With its ruling, the ECJ poses major challenges for the temporary work industry. Their collective agreements, which probably contain sufficient compensation benefits in exceptional cases at best, will have to be adapted for the future - with all the practical difficulties and legal uncertainties that this entails. It, therefore, can only be hoped that the German Federal Labour Court will take account the parties’ to collective bargaining agreements prerogative in determining working conditions, which is protected by the autonomy of collective bargaining, when it comes to judicial review of the compensation, although this will probably only be possible to a limited extent in view of the ECJ ruling. In any case, the parties to the collective agreement should explain and document the considerations on which they base the compensation in a comprehensible manner so that they can later convince the court of the appropriateness of the compensation in the event of a judicial review.
For the past, temporary work agencies must be prepared for claims for outstanding compensation, at least from their fixed-term employees.

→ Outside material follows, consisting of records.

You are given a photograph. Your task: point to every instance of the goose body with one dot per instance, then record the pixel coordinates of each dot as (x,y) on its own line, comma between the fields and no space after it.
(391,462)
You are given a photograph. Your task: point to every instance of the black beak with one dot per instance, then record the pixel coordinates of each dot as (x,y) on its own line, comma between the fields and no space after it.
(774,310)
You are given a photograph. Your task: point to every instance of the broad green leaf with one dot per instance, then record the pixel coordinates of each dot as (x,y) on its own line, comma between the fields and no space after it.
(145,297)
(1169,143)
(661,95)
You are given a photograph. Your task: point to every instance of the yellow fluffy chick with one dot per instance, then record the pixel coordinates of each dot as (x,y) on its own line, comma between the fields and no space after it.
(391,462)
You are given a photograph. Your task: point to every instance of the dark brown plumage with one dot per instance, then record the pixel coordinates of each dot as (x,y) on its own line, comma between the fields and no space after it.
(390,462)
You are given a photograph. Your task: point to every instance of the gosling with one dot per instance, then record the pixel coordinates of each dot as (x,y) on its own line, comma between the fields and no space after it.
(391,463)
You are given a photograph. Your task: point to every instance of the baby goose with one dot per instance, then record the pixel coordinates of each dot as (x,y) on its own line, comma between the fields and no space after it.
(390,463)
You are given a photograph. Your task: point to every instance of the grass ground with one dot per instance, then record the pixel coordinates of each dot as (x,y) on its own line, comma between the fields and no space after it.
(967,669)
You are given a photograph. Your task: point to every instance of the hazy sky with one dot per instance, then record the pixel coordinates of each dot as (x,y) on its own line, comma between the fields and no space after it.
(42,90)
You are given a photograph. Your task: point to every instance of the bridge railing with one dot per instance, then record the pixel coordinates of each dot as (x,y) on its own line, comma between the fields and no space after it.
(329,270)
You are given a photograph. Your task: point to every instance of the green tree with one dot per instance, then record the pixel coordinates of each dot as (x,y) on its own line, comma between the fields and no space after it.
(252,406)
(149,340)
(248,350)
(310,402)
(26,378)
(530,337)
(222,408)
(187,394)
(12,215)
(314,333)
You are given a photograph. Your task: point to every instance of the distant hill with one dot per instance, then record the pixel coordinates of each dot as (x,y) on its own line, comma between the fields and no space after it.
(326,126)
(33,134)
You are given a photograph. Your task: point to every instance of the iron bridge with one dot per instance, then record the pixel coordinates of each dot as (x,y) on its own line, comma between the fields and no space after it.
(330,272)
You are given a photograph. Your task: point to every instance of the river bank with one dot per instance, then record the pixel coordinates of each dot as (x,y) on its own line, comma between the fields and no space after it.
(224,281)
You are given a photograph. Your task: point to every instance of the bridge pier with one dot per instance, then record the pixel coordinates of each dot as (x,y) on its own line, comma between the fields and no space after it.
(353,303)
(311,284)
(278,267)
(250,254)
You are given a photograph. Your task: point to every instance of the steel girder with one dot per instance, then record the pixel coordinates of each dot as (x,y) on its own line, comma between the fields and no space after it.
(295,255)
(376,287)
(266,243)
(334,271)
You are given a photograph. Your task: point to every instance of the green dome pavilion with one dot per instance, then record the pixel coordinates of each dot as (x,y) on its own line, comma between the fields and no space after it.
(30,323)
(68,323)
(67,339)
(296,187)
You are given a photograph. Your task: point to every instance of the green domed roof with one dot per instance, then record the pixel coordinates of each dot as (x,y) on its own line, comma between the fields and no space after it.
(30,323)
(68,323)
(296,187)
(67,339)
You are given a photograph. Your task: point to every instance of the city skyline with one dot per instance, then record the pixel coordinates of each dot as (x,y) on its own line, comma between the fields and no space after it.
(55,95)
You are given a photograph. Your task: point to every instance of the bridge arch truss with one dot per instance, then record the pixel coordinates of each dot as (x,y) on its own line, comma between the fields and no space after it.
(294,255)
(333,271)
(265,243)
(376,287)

However, in the case of an (effective) exclusion clause in the collective agreement and/or employment contract, this risk is generally limited in time to a few months. However, there is the risk of having to pay social security contributions on the outstanding remuneration for the past four years without being able to recover the temporary worker’s half of the social security contributions. This risk equally affects the hiring company, which is also liable to pay the social security contributions in addition to the temporary work agency.